I wanted to eat lunch at a Chinese restaurant that I have been to before. The restaurant serves its food buffet style. The food is good and so is the price; A perfect spot to eat a quick-lunch. When I arrived at the restaurant, I was greeted by a sign on the door that said that the operating hours of the restaurant were 11am until 11pm, Monday through Friday. The time was 11:30am, clearly within their hours of operation. I was surprised to find that when I pulled on the door, the dead-bolt was still locked. I looked in the tinted windows and thought at first that this restaurant had gone out of business. There was no activity to be seen. No people. No greeter. The lights to the restaurant were off.

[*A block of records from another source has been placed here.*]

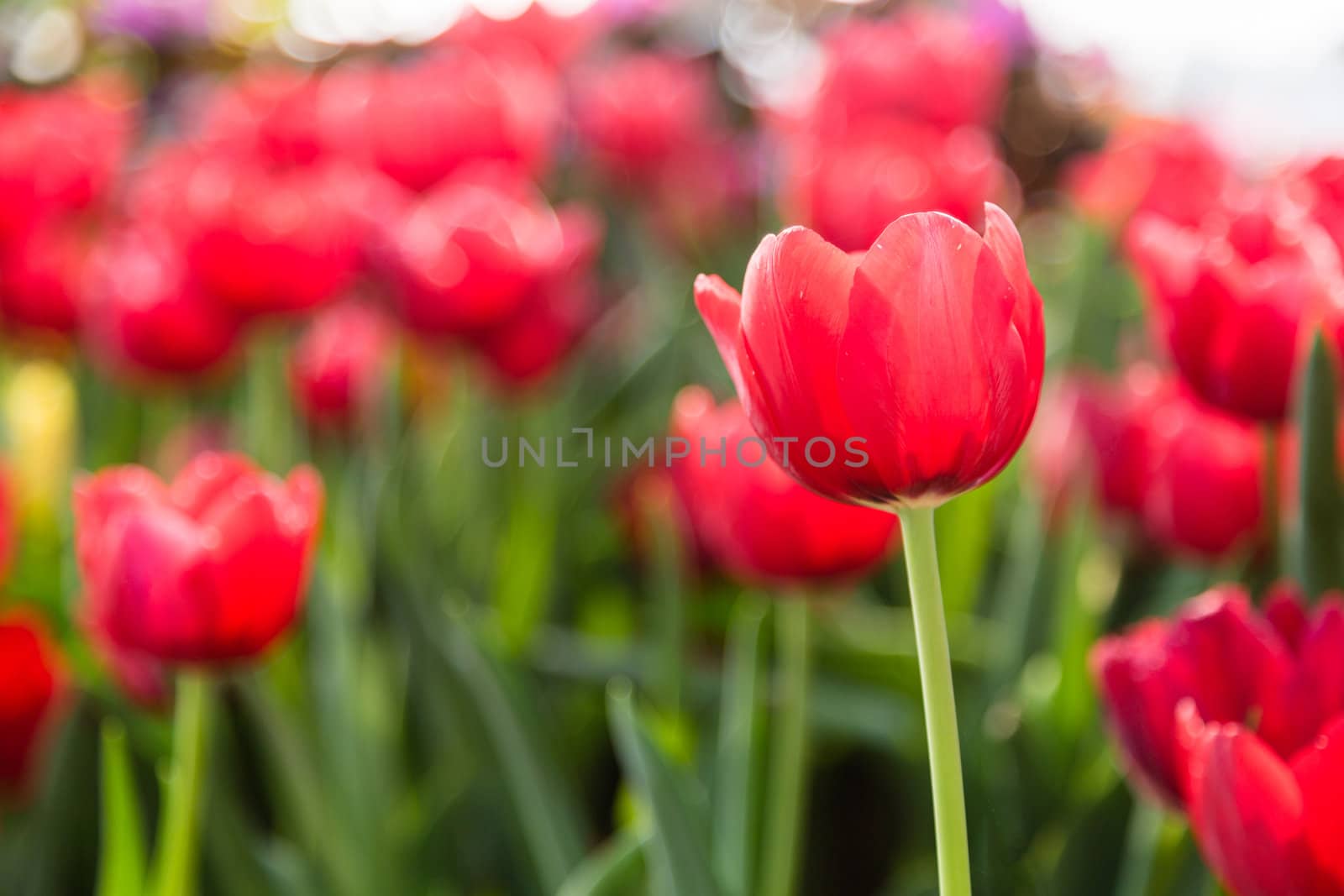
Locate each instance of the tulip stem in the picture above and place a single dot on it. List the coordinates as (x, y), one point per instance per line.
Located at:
(786, 793)
(179, 833)
(949, 802)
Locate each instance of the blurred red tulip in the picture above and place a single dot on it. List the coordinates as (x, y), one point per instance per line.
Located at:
(927, 352)
(260, 238)
(1095, 432)
(1234, 298)
(207, 570)
(1205, 481)
(558, 39)
(338, 365)
(60, 149)
(850, 186)
(933, 66)
(753, 519)
(486, 258)
(427, 120)
(1216, 652)
(31, 692)
(147, 316)
(1268, 825)
(1167, 168)
(42, 275)
(643, 112)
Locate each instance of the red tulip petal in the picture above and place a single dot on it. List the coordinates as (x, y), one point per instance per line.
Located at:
(1247, 810)
(795, 305)
(721, 307)
(932, 369)
(1320, 774)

Then something in motion caught my eye. It was a golden lucky cat figure that the restaurant had in the waiting area. The lucky cat was waving its paw – someone had to have turned it on. Perhaps the owners of the restaurant had forgotten to open their doors or they had lost track of time. With my face pressed against the window, I scanned the interior for additional signs of life. The buffet steam tables sat in the back of the establishment and a you could note steam coming off of the heated water. There was steam, but no food. A couple standing nearby told me that they had been waiting since 11am for the anticipated opening.

They had not seen anyone either. They should open soon, I thought, I sat down at an outside table under the front patio of the business. While I waited, I observed. More than a dozen potential patrons approached the restaurant in anticipation of the same quick-lunch that we were hoping to eat. Each one of them did the same thing that I did: they tried the door, pointed to the sign where the operating hours were posted, and pressed their faces to the glass to discover the cause of the incongruity between the sign and the locked door. They all saw the lucky cat just as I did. I was fascinated by the duplicate behavior and the disbelief the potential patrons had when they found the information on the door to be untrue. I decided to wait until noon to see if the place would actually get it together and open for lunch and to observe how people continued to act towards the sign on the door. Just before noon, a large family approached the door. Their behavior was identical to everyone else’s.

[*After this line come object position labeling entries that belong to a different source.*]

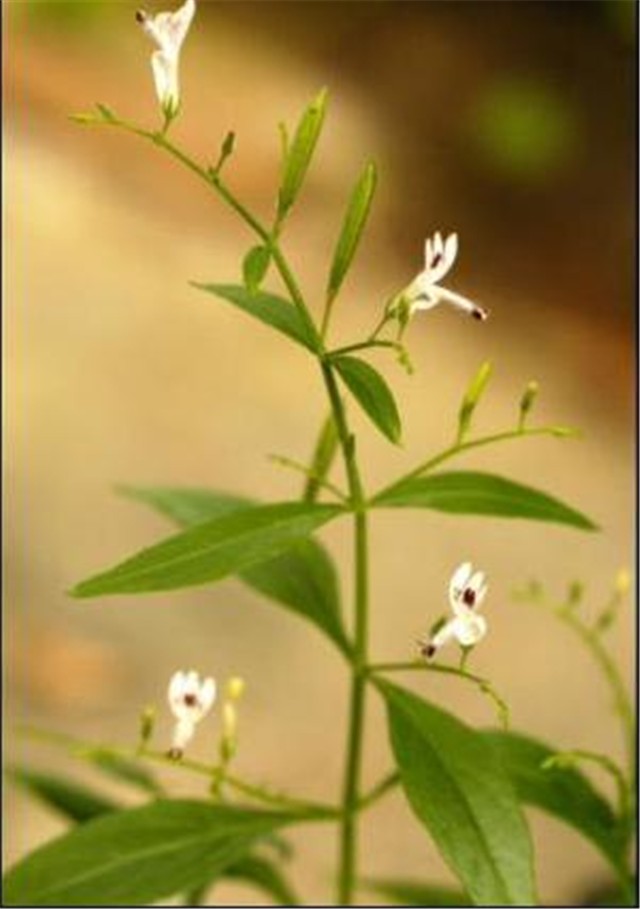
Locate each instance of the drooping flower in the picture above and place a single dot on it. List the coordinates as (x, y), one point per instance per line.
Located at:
(425, 291)
(467, 590)
(190, 699)
(167, 31)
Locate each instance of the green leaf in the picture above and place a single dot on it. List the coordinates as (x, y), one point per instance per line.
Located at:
(266, 876)
(71, 799)
(299, 151)
(137, 856)
(372, 393)
(212, 550)
(466, 492)
(323, 456)
(303, 578)
(564, 793)
(417, 893)
(254, 267)
(272, 310)
(455, 784)
(352, 228)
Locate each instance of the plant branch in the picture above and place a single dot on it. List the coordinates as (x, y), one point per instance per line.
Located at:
(311, 474)
(484, 685)
(462, 447)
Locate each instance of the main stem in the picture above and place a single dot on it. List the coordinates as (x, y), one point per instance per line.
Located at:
(358, 502)
(353, 761)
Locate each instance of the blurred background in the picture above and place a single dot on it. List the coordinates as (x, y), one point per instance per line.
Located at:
(510, 122)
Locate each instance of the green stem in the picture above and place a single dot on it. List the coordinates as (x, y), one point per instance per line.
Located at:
(621, 699)
(386, 784)
(484, 685)
(350, 794)
(562, 758)
(457, 449)
(362, 345)
(347, 874)
(310, 474)
(214, 181)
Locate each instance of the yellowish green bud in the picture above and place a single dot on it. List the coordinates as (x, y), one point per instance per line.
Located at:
(471, 398)
(235, 688)
(527, 401)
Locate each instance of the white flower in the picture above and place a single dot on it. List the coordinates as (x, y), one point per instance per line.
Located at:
(190, 699)
(467, 590)
(167, 31)
(425, 291)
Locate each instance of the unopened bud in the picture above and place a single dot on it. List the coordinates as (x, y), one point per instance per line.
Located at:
(147, 724)
(471, 398)
(527, 401)
(235, 688)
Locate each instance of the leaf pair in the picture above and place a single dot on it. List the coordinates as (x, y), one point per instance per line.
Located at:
(139, 855)
(226, 535)
(465, 787)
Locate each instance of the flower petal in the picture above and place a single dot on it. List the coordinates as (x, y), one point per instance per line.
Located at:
(444, 634)
(207, 695)
(165, 77)
(459, 580)
(469, 629)
(450, 250)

To my surprise, a man dressed as a cook came to the door. Instead of opening the door, he made hand signals to the family that he needed more time before they were to open. The family pointed to the sign on the door in protest. They were annoyed that he would not let them in and soon left. At noon I left as planned. As I counted the people who tried to eat at this restaurant today, my count came to 15. Each of them including myself had expected to eat at the restaurant. All of us left disappointed. Those 15 people could be the profit margin for the day for that business. How many of them will post on their Facebook page a negative comment about this experience? How many will never return?

The Importance of Signs as Brand Promises

We as consumers are exposed to hundreds of signs every day. What is amazing is that we believe what we see on a sign. We take them literally at face value. We are so used to being directed that we rarely question if the information is correct. Signs are brands. A brand is a promise of an expected product or service. We all expected that the brand of this restaurant was that they were open at 11am. They were not. They lied. Their brand lied and broke the brand promise. Now the only brand promise we have is that their brand is unpredictable. Unpredictability in the marketplace does not fetch a premium price. It gets what is leftover, because that is what it deserves. No one should have to beg a business to take their money. A business should make it easy for customers to transact with them.

If the business was having a problem that day, they needed to communicate that with their customers. A simple piece of paper that said “Sorry, we are opening at 12pm today” would have been sufficient. That would have preserved their brand with the 15 of us and kept their brand promise; even if we would have chosen to go elsewhere for lunch. A sign is a brand promise. Customers will hold you to your sign. It is your unwritten contract with them. Don’t break promises to your customers. This restaurant will need more than a lucky cat to help them survive if this is the way they keep their brand promise.